Wednesday, December 30, 2009

Fossil Fact #12!!!!!!!!!!!!!!!!!!!!!!!!!!


Before I begin the long-awaited and promised Fact, I would like to apologize for my absence. Many of you who follow me on Facebook and Twitter are probably aware of my busy schedule these past few days, or rather, weeks. I am truly sorry for my absence, but I hope you had a GREAT Christmas and I hope you have a Fantastic New Year!! :)

Now, this Fact is the result of inspiration by the Great Craig Dylke, the Weapon of Mass Imagination who, if you have been following him closely, has definitely improved in his artwork, as can be seen on his blog, and Art Evolved!! The topic of my choosing is a bit adventurous for me, guys, so please bear with me if the quality isn't as good as my previous ones concerning Extinction and The Tyrannosauridae. The topic: The Mosasaurs, more specifically, the genus: Tylosaurus. Now, though my knowledge may not lie in the Mosasauridae, but the Coelurosaurs, I'm confident that my research will suffice. And, yes, I will offer links to sources at the end of the post.

Kings of the Cretaceous Seas- The Mosasaurs

What are the Mosasaurs?

The Mosasaurs were a group of Cretaceous marine reptilian predators that belong to the group that includes Snakes and monitor lizards known as Squamates. In fact, one could describe their appearance as being monitor lizards with flippers. Mosasaurs evolved during the Cretaceous period and inhabited the Western Interior Seaway of North America preying on large reptiles like large seaturtle genera like Archelon and Protostega, other Mosasaurs, and Ammonites. 


Fossil remains have been uncovered in Cretaceous strata in states such as Kansas, Oklahoma, etc. since the mid 19th Century. According the finds, they lived in a purely aquatic environment that covered the middle of North America thanks to rising sea levels, dividing the continent into thirds becoming the Western Interior Seaway.

A Few Known Genera-

Mosasaurus- the extinct genus for which this group is named and based; lived in the Maastrichian age (Late Cretaceous) of the Cretaceous period. 
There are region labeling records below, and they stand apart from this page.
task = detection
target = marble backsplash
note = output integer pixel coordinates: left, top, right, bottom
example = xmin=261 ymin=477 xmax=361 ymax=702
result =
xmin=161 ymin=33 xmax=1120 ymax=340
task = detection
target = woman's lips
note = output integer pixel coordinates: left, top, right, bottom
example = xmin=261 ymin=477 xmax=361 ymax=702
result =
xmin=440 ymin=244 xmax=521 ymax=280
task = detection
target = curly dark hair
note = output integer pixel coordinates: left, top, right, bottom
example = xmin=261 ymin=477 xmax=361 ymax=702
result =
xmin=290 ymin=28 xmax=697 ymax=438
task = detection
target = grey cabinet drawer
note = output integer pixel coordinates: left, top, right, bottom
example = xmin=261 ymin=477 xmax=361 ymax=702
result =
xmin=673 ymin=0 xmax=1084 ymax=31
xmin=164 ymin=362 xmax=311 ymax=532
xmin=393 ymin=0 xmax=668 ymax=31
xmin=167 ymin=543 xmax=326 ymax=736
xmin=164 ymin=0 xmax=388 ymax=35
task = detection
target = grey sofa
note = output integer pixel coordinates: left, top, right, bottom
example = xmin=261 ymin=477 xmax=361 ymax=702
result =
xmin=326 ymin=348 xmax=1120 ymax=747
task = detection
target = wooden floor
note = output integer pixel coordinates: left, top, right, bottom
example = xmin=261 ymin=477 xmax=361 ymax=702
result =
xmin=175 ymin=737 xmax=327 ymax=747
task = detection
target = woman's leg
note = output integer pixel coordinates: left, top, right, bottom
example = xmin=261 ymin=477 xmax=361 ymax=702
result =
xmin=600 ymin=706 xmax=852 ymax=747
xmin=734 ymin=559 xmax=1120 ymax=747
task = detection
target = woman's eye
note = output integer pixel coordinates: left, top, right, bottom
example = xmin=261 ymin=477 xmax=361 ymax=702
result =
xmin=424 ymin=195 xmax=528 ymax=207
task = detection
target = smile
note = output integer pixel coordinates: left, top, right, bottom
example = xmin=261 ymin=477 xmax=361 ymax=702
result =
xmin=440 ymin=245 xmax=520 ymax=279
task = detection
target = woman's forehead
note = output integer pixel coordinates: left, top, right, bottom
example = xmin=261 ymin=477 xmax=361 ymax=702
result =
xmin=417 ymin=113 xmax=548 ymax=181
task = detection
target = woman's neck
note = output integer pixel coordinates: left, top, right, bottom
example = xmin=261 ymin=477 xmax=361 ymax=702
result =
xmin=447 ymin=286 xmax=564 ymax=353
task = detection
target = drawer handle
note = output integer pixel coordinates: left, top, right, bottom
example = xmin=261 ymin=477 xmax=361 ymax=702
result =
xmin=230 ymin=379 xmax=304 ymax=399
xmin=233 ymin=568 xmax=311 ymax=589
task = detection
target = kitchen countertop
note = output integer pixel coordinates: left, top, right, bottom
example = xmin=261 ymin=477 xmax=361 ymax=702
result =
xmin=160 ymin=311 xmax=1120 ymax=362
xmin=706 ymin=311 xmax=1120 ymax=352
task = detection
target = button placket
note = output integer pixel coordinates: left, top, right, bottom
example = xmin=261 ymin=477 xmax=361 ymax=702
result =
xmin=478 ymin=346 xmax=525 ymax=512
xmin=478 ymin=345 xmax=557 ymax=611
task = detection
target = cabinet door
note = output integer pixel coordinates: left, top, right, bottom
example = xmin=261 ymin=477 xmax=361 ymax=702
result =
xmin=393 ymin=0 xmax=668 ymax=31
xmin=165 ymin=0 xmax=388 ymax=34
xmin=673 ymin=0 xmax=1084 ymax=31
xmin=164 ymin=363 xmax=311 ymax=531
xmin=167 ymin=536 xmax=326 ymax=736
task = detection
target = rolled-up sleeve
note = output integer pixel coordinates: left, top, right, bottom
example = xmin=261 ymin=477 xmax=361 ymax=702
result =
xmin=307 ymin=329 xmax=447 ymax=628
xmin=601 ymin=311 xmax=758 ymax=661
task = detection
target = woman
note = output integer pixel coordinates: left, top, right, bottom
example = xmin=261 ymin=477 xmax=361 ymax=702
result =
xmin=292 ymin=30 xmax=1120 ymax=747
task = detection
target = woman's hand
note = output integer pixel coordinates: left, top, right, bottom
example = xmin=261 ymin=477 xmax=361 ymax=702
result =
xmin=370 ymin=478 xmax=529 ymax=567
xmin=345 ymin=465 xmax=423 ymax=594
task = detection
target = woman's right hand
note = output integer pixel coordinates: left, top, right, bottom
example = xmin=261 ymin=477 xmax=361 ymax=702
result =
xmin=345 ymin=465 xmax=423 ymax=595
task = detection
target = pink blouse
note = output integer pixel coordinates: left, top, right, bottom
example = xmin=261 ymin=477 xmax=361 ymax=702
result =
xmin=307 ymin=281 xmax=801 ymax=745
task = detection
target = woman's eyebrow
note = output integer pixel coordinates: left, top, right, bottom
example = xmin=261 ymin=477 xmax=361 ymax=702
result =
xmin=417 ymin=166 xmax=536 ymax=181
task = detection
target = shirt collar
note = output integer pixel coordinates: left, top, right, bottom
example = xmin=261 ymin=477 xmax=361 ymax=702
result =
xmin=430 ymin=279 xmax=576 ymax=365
Tylosaurus- a Mosasaur of the Late Cretaceous, and, probably one of the better known genera of this family. Though, it has many species, a few are actually considered taxonomically valid: T. progirer (Cope, 1869) (Type),  T. nepaeolicus (Cope, 1874), T. haumuriensis (Hector, 1874), and T. kansanensis (Everhart, 2005).  Like most animals in this family, they were powerful swimmers, gargantuan, fast, and heavily built. It possibly preyed on sharks, other mosasaurs, juveniles of it's species (not the individual's own offspring of course, but, possibly the offspring of another Tylosaurus.), and a few species of fish.

This animal was portrayed in National Geographic's IMAX documentary, Sea Monsters: A Prehistoric Adventure living alongside Ammonites, Plesiosaurs, Dolichorynchops,  being depicted as the top predator of the Seaway, 82 million years ago in the Late Cretaceous period.

The whole phylogenetic cladogram of this family can be found here


Mosasaurs can be identified by their similar design to modern day terrestrial monitor lizards. They have a large, flexible head, strong neck muscles, and powerful muscles attachments to the radii and ulna in the flippers. I imagine that, unlike some animals, they had open sutures in the bones, allowing room for more growth, after reaching adult size. It's also clear that they were possibly endothermic, as they required extensive meat to keep up their tremendous size and energy. They possibly had a great sense of smell allowing hunting to be much easier. 

I have a hard time believing that they are exothermic, as, though I have not had the opportunity to personally examine a mosasaur, each morning and night, they would have to pull themselves up on the beach at night, and, at dawn, would have to stay up on the shore line warming up. There were predators that would have been willing to attack a defenseless Mosasaur, despite it's size. So, they would need to get back into the water as soon as it can, and could not waste time sun-bathing. Although it is a good idea to avoid predators and allow oneself to breathe fresh air, it is still dangerous as there were predators at all times of the day and night who could be prowling the beach.  At least, that's my hypothesis for a group, I know almost nothing about.

Another thing, Mosasaurs were most likely VERY active and quick. It's true that sharks and other marine predators are quick and exothermic, but the ability to create an animal that size and sustain that size requires massive amounts of food. Other predators, can go awhile without eating.


This group possibly evolved during the Jurassic period, but, at the time, were dwarfed by the pliosaurs like Liopleurodon. It could be that they were still terrestrial animals, and had not yet filled those niches in the sea until the Pliosaurs began to die out.